Examples of the most common causes of hypercarbia include:
Neurologic disease or anesthesia affecting central medullary respiratory drive
Spinal cord dysfunction cranial to C4-C5
Phrenic nerve dysfunction
Chest wall injury
Respiratory muscle dysfunction
Airway obstruction
Pleural diseases: effusion, severe pneumothorax, diaphragmatic hernia
Because CO2 diffuses through tissues very easily (about 20x more soluble than O2), we use the amount of CO2 in arterial blood (PaCO2) as a measure of the extent of ventilation. Normally, if ventilation is adequate, then CO2 is 'blown off' easily; normal dogs have a PaCO2 of 35-45 mm Hg. If hypoventilation occurs, CO2 increases, leading to respiratory acidosis by formation of carbonic acid:
CO2 + H2O = H2CO3 = H+ + HCO3-
As well as causing an increase in CO2, hypoventilation also leads to hypoxia, since there is less oxygen in the alveoli for gas exchange. Increased PaCO2 in hypoventilation is therefore accompanied by decreased PaO2. In a hypoventilating patient, oxygen supplementation will increase the PaO2, but will result in no change in PaCO2 values because it does not change the total volume of air moved into and out of the lungs per minute.

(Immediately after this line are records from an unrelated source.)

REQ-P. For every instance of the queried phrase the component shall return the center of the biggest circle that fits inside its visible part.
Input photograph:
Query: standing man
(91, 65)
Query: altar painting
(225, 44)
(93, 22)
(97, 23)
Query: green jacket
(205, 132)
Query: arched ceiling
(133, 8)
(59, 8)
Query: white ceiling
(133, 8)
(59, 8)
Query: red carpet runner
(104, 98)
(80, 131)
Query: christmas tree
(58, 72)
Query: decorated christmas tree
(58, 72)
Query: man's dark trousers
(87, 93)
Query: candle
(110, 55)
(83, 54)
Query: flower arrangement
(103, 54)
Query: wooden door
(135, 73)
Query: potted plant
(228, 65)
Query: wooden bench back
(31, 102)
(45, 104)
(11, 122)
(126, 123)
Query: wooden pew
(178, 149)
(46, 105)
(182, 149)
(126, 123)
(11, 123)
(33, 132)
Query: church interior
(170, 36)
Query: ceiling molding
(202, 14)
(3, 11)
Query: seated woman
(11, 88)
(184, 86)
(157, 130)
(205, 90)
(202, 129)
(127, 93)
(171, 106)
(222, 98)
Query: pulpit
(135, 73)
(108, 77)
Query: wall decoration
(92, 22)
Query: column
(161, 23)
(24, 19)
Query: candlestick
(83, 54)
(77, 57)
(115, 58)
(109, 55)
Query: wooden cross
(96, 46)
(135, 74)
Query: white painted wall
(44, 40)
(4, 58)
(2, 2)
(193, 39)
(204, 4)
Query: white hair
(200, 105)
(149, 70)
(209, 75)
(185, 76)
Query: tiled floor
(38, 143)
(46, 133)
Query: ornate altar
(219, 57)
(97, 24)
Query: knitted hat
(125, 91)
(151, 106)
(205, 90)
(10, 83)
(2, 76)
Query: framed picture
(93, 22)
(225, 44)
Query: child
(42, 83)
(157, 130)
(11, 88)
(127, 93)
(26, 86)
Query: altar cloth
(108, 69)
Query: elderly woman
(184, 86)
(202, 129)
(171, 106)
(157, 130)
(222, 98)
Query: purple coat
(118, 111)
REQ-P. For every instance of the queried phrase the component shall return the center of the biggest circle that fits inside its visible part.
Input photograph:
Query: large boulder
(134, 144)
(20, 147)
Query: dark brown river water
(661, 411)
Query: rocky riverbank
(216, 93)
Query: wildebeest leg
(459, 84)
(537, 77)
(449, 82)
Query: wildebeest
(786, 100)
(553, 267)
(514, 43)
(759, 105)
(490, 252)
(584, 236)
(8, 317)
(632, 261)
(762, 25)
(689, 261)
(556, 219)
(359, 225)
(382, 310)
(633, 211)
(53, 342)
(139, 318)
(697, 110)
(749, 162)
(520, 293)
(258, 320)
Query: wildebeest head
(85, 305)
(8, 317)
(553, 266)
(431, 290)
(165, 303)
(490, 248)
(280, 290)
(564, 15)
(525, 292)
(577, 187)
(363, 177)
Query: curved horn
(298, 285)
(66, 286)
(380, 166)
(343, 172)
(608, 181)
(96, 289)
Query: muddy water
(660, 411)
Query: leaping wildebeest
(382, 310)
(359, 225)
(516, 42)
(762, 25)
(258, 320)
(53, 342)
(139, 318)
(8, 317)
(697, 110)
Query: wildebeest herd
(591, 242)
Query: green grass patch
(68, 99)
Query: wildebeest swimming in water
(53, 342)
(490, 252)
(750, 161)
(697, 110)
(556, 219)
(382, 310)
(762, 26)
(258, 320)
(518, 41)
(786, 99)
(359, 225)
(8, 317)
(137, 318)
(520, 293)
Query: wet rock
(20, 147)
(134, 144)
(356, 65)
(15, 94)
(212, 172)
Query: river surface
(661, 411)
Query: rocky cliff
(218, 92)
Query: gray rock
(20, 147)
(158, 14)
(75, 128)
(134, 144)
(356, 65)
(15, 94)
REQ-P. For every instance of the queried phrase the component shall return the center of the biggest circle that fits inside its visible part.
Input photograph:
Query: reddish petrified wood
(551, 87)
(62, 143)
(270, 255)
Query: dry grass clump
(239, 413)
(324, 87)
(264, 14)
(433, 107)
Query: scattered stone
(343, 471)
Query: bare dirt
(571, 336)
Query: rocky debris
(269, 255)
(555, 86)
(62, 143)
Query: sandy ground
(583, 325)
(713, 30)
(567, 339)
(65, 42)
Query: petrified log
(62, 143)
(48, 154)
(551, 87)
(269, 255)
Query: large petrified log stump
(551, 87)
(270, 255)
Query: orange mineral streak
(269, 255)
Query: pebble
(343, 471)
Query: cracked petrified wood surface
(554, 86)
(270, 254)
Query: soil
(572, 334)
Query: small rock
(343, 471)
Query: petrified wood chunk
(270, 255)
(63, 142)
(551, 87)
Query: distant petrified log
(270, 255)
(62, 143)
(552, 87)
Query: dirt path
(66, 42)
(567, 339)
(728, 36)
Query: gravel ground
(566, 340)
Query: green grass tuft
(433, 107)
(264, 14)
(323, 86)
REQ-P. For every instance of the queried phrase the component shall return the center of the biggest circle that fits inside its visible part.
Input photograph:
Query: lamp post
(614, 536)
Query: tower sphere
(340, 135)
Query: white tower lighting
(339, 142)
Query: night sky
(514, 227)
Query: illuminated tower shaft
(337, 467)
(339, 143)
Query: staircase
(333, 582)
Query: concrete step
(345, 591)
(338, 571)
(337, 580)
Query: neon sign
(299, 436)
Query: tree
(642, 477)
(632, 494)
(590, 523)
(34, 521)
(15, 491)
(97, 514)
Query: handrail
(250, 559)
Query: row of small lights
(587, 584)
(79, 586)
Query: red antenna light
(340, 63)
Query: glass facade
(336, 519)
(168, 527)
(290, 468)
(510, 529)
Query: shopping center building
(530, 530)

If PaCO2 is high, the animal experiences dyspnea. Profound respiratory acidosis may result from the hypercarbia, which can be life-threatening by causing decreased cardiac output, hypotension and neurologic depression due to carbon dioxide narcosis. Thus, if hypoventilation is found in clinical patients, the clinician must consider measures to improve ventilatory status by addressing the cause of hypoventilation. Hypoventilation can often be managed by treatment of the underlying problem e.g., thoracocentesis for a pleural effusion, reversing anesthetic drugs, or surgery for an airway obstruction. If conservative methods are not adequate for the management of the hypoventilating patient, then positive pressure ventilation is the only effective option.
References
References are available upon request.